Figure 5.Figure 5. Example transport pathways extracted from a DFN simulation with 20,000 fractures. The pathways were determined by advective particle tracking with mixing at fracture intersections. The examples shown represent only a small fraction of the complete set of 806 pathways. The complete set was used in constructing Figures 6 and 7.
[38] The MARFA code has been used to compute radionuclide decay chain transport in a number of realistic examples that use trajectories extracted from detailed DFN simulations. The example described in this section is based on the DFN simulations described by Cvetkovic et al. [2004]. Those simulations used 20,000 simulated fractures in a 100 m × 100 m × 100 m region and an applied hydraulic gradient of 0.001 m/m. A total of 806 advection-only trajectories representing equally probably pathways were extracted from the flow simulations and input into the MARFA code. The trajectories were generated by releasing particles on the upstream face and tracking those particles advectively through the network. The probability for selecting one of the fractures on the upstream face was proportional to flow in that fracture (flux-weighed release). At each fracture intersection, the advecting particle was assigned randomly to the downstream fractures with probability proportional to the outgoing flux (perfect mixing assumption). The average number of fracture segments per trajectory is about 35. Figure 5 shows 20 of the pathways that were selected randomly from the full set.

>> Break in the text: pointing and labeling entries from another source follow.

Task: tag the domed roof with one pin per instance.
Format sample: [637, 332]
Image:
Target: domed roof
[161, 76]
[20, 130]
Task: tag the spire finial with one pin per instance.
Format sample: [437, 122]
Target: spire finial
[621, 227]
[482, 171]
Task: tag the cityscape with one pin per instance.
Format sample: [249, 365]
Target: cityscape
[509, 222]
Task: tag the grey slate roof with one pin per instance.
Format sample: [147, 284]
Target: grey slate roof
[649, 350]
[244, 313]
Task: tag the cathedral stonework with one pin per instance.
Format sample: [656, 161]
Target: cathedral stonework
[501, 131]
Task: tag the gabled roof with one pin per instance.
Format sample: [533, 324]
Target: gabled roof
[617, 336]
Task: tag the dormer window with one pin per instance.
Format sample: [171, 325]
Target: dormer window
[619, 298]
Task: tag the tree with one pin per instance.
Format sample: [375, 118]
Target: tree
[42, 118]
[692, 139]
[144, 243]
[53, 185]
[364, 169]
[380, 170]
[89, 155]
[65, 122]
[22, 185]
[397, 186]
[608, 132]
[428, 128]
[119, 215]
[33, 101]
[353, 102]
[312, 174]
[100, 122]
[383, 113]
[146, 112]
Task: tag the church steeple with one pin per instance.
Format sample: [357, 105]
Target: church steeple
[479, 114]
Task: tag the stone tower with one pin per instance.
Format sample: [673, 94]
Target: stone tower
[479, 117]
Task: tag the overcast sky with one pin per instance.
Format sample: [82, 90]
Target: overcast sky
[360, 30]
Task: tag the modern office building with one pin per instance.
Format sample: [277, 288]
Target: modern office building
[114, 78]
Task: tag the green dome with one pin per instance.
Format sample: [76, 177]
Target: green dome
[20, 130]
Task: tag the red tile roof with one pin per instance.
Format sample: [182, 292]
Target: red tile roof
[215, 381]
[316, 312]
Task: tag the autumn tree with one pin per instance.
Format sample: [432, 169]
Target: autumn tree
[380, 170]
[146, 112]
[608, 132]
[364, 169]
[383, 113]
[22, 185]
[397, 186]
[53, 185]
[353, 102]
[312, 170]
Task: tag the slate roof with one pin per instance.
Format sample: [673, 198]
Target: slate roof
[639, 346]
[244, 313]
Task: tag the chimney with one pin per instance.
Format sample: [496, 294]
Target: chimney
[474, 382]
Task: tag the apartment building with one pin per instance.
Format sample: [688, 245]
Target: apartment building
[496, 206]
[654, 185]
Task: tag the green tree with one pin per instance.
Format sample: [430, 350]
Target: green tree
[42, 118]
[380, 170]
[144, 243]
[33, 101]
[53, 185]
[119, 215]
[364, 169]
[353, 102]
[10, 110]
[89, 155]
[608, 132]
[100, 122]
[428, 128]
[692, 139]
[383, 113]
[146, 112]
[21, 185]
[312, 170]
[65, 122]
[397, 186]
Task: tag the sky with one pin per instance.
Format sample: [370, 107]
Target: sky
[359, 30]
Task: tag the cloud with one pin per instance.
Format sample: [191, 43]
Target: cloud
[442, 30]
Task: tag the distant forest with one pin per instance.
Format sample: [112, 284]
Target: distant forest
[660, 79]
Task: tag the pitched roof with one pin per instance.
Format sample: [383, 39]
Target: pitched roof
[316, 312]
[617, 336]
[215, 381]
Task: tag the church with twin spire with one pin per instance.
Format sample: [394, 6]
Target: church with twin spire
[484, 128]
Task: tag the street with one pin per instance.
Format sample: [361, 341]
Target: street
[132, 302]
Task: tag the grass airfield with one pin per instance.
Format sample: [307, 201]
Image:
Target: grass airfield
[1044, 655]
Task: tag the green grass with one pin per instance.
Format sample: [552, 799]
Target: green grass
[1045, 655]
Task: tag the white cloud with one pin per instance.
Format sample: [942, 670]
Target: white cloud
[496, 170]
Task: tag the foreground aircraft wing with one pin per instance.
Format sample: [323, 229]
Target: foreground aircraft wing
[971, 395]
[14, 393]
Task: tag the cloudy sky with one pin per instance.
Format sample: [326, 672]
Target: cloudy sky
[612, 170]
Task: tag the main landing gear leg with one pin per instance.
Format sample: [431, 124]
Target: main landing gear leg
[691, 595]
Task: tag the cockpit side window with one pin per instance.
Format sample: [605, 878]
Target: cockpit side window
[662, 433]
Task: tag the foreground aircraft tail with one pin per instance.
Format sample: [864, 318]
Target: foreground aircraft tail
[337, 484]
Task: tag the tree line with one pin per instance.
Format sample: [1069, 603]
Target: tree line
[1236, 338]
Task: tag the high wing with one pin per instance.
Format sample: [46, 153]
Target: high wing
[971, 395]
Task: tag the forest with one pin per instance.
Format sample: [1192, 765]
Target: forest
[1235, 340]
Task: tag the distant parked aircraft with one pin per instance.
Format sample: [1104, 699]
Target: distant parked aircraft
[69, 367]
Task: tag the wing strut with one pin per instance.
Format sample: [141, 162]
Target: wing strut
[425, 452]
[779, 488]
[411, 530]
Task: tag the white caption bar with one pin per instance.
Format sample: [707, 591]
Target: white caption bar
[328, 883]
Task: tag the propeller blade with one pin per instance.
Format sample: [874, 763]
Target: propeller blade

[39] The decay chain 241Am → 237Np → 233U → 229Th was used. Mass was released into the pathways as 241Am. The total amount released into all pathways was 1 mole. Note that this is not meant to be a representative release scenario. It is intended purely as a test of the MARFA code to simulate realistic transport scenarios. Two retention models were used: the unlimited diffusion model and the limited diffusion model with an accessible matrix region of 20 mm thickness. Half-lives and retention properties are shown in Table 2. The matrix thickness parameter is used in the limited diffusion model only. The matrix thickness is approximated as infinite in the unlimited diffusion model.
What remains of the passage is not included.